They made it up the hill and Ted Jr. learned a valuable lesson—that what seems impossible can often be done with hard work and determination.

There were many members of Congress in the basilica that day. I hope they were listening. During the month of August and even before Kennedy's funeral, I heard many of those members talk about national health reform and say, "We just can't do this. It is simply too hard."

That is what we have heard for 70 years from Republicans and Democrats alike. And as we stand, once again, at the bottom of the hill, the challenge is daunting. It means ensuring meaningful insurance coverage for all Americans while changing the health paradigm from illness to wellness and from volume to value.

Beyond the caustic and confrontational town-hall meetings, millions of Americans are now coming to realize that the status quo is not acceptable.

There is no doubt about the consequences of failure. Failure to address insurance coverage for all will mean that the numbers of uninsured in America will climb to more than 60 million people in 10 years from nearly 46 million now. Failure to address ever-escalating health costs means that a typical family will see its annual cost of health insurance rise to $25,000 by 2025 from about $12,000 now. Failure to fix problems with quality in our health-care system is an absolute guarantee that we will remain dead last among all industrialized countries when it comes to outcomes. Failure has another price, too. It could cost us our global leadership.

If we lack the ability to successfully address the urgent problems of health care in our country, the American people and the rest of the world will rightly question our ability to tackle other challenges, domestic and global. And needless to say, given the dominance of my party in the White House and in Congress, Democrats will be to blame.

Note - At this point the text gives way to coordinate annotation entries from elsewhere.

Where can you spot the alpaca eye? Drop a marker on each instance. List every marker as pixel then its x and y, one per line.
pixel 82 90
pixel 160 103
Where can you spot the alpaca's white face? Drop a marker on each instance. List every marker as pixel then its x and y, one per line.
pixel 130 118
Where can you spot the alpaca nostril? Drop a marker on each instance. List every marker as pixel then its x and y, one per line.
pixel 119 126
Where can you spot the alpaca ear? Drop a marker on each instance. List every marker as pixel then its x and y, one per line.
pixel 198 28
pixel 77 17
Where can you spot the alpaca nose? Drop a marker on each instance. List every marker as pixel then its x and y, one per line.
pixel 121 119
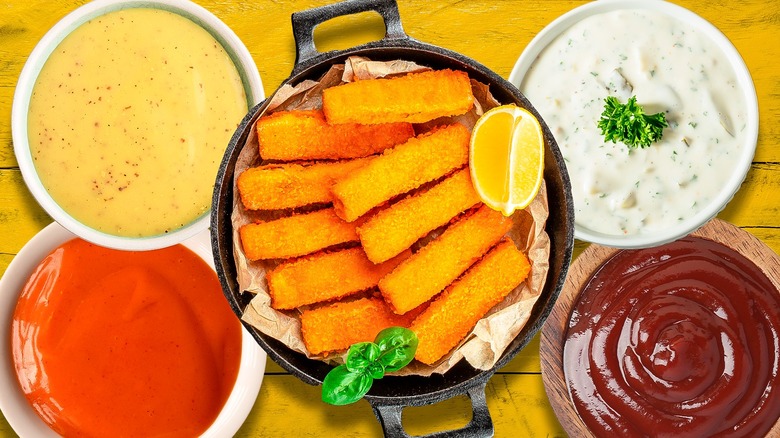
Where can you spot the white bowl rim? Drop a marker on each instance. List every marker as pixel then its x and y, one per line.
pixel 14 406
pixel 231 43
pixel 744 79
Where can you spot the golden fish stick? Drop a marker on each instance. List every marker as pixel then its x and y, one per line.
pixel 337 326
pixel 282 186
pixel 295 235
pixel 325 277
pixel 452 315
pixel 401 169
pixel 396 228
pixel 305 135
pixel 427 272
pixel 414 98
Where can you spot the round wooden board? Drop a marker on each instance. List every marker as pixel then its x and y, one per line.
pixel 551 347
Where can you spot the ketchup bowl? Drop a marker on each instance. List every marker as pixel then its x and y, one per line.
pixel 14 403
pixel 675 340
pixel 123 163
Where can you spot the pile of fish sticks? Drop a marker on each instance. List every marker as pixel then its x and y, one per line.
pixel 382 226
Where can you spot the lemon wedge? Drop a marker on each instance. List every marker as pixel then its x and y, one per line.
pixel 506 158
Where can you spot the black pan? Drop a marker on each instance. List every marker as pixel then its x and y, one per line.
pixel 390 395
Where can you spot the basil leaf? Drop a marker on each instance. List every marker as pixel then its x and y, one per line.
pixel 376 370
pixel 361 355
pixel 398 346
pixel 342 386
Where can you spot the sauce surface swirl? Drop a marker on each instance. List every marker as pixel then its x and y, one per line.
pixel 678 340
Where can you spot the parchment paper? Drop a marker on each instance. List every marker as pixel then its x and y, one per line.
pixel 493 333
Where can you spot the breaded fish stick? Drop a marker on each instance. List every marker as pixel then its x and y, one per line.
pixel 414 98
pixel 281 186
pixel 337 326
pixel 401 169
pixel 295 235
pixel 304 135
pixel 427 272
pixel 396 228
pixel 325 277
pixel 456 311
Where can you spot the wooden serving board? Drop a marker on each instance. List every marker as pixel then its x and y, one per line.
pixel 552 337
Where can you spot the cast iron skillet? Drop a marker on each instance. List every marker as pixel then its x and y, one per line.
pixel 390 395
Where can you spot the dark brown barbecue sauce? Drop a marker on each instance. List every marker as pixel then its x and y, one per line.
pixel 678 340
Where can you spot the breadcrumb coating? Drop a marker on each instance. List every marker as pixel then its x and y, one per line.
pixel 325 276
pixel 397 227
pixel 414 98
pixel 428 271
pixel 305 135
pixel 401 169
pixel 457 310
pixel 283 186
pixel 296 235
pixel 337 326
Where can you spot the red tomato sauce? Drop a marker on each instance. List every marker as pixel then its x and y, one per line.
pixel 681 340
pixel 115 343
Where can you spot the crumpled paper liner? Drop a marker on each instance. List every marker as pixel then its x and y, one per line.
pixel 493 333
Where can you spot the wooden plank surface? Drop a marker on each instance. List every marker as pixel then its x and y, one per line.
pixel 493 33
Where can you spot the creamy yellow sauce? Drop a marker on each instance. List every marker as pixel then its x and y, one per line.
pixel 129 119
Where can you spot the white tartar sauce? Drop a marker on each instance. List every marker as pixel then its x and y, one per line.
pixel 670 68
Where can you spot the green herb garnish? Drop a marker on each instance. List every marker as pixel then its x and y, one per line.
pixel 392 350
pixel 629 124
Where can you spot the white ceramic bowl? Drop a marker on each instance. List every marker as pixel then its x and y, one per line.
pixel 744 82
pixel 14 405
pixel 233 46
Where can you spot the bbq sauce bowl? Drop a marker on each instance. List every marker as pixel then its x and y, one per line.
pixel 240 393
pixel 685 334
pixel 642 197
pixel 121 115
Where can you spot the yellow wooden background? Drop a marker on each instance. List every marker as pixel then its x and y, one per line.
pixel 493 32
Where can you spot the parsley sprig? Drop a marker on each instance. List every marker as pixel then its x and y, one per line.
pixel 629 124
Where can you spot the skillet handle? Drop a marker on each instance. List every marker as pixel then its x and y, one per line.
pixel 480 426
pixel 304 22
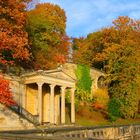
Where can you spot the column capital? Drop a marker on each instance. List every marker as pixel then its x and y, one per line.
pixel 73 89
pixel 63 87
pixel 40 84
pixel 52 85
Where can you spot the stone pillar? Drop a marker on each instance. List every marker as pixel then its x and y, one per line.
pixel 40 101
pixel 72 106
pixel 52 113
pixel 24 95
pixel 63 105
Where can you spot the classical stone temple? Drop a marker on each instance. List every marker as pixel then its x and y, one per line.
pixel 40 96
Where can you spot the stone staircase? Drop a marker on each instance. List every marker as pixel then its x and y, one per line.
pixel 23 113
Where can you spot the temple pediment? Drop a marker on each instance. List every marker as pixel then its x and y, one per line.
pixel 50 76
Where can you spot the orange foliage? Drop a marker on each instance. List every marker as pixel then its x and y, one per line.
pixel 13 38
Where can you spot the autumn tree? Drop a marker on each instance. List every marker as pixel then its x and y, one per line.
pixel 6 96
pixel 116 49
pixel 46 28
pixel 14 46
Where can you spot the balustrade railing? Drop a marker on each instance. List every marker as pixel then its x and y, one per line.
pixel 24 113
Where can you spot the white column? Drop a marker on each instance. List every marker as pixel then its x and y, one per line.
pixel 40 101
pixel 52 113
pixel 24 95
pixel 72 106
pixel 63 105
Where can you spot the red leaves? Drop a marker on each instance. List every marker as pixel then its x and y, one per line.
pixel 13 38
pixel 6 96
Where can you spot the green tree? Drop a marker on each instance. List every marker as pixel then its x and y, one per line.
pixel 116 50
pixel 46 28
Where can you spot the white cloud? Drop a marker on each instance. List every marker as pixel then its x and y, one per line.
pixel 84 16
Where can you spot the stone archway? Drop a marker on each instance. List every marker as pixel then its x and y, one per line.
pixel 31 100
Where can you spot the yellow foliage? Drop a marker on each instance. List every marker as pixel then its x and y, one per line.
pixel 101 96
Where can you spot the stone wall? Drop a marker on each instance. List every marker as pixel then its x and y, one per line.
pixel 11 121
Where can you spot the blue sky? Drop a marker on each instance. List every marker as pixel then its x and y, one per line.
pixel 86 16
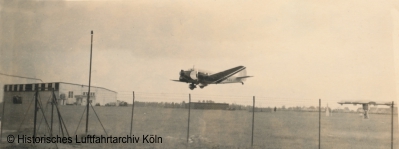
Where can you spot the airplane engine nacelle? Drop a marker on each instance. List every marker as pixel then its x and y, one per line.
pixel 193 75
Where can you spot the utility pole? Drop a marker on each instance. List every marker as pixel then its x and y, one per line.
pixel 88 94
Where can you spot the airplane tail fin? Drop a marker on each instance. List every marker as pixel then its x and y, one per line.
pixel 242 75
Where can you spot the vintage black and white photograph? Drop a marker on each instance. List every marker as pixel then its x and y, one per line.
pixel 208 74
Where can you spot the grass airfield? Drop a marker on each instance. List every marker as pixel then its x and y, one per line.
pixel 226 129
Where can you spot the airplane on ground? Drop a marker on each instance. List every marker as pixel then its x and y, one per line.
pixel 366 104
pixel 203 78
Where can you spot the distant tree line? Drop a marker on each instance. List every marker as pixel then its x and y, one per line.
pixel 234 106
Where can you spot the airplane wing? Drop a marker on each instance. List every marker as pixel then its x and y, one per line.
pixel 244 77
pixel 178 81
pixel 221 76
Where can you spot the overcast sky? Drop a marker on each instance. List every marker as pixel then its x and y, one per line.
pixel 298 51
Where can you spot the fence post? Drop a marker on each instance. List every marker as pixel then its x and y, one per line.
pixel 319 120
pixel 131 120
pixel 253 121
pixel 188 123
pixel 392 125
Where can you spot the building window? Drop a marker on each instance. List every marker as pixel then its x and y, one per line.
pixel 17 100
pixel 70 94
pixel 42 86
pixel 28 87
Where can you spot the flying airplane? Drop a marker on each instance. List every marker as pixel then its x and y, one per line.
pixel 203 78
pixel 365 105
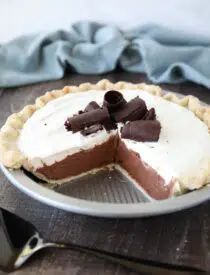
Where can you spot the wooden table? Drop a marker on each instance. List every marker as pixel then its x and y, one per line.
pixel 182 238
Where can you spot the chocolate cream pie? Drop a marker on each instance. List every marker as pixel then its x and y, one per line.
pixel 159 141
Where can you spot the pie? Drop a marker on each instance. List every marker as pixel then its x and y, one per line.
pixel 159 141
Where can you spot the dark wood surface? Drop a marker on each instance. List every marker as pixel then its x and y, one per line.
pixel 181 238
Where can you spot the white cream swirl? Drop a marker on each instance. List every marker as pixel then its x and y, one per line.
pixel 182 151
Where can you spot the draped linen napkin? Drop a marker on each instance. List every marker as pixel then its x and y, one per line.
pixel 165 55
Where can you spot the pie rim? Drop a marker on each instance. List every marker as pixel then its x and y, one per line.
pixel 10 155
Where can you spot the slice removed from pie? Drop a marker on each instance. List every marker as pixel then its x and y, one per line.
pixel 160 142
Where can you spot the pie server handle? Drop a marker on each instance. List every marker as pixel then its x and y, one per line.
pixel 19 240
pixel 138 265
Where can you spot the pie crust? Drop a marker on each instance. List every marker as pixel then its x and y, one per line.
pixel 10 155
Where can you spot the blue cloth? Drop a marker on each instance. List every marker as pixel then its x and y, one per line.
pixel 91 48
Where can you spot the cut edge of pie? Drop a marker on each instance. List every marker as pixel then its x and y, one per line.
pixel 10 155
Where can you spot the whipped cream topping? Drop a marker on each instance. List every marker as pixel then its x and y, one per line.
pixel 182 151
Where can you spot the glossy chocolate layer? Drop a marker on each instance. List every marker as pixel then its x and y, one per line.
pixel 81 162
pixel 112 151
pixel 144 175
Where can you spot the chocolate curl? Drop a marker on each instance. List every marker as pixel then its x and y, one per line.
pixel 133 110
pixel 109 125
pixel 150 115
pixel 114 101
pixel 87 119
pixel 92 129
pixel 142 130
pixel 92 106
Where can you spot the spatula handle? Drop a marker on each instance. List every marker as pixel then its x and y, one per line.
pixel 143 266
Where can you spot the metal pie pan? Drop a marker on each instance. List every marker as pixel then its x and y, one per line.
pixel 104 209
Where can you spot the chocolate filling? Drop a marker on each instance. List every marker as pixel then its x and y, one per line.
pixel 83 161
pixel 112 151
pixel 145 176
pixel 142 126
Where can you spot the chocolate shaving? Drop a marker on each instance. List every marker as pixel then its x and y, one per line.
pixel 92 106
pixel 92 129
pixel 114 101
pixel 109 125
pixel 133 110
pixel 87 119
pixel 142 130
pixel 80 112
pixel 67 124
pixel 150 115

By far the best path to success is to continue to pursue a traditional, bipartisan solution. I have great admiration for former Senate Majority Leaders Bob Dole and Howard Baker who, earlier this year, demonstrated remarkable strength and leadership in working with me through the auspices of the Bipartisan Policy Center to propose a compromise on comprehensive health-care reform. That compromise—which included focusing on preventive care, controlling costs, creating health-care exchanges, and other ideas—can be a blueprint for progress on health reform in Congress this fall.

However, should Republican intransigence continue, Democrats cannot simply stop. They cannot ignore the human suffering as well as their fiscal responsibility to act. They must focus on the budgetary implications of health reform and use the Senate rules of budget reconciliation to allow a health-care bill move with majority support. The choice between complete legislative failure and majority rule should not pose a dilemma for any Democratic senator.

Republicans who cry foul have only themselves to blame. First, they walked away from the table even though they had many opportunities to participate in White House meetings and in House and Senate committees over the past eight months—and eight years.

Second, they set an ample number of precedents over the past decade in using their majorities then to pass their agenda using the same reconciliation rules in the Senate.

Democrats should be clear about their purpose. The goal of meaningful health reform should be to expand coverage, reduce projected costs, improve health-system quality, and enhance health-care options for all Americans.

We should be clear that doing it right does not mean doing it fast. While the legislative framework must be enacted in a comprehensive manner given the intricate interrelationship between each of the stated goals, the policy implementation must be done cautiously over time. For some elements, even an implementation time frame of years is not too long.

I have no doubt that the naysayers will continue to argue that the job is too hard and the hill is too high. We have heard it for decades and we will hear it some more.

But as Ted Kennedy told his 12-year-old son as he stood before another hill, "You can do anything if you try hard enough." My friend Ted was right then and he was right to press us to move up the hill on health-care reform.

Mr. Daschle is a former senator from South Dakota and former U.S. Senate majority leader. He is currently a special policy adviser at Alston & Bird.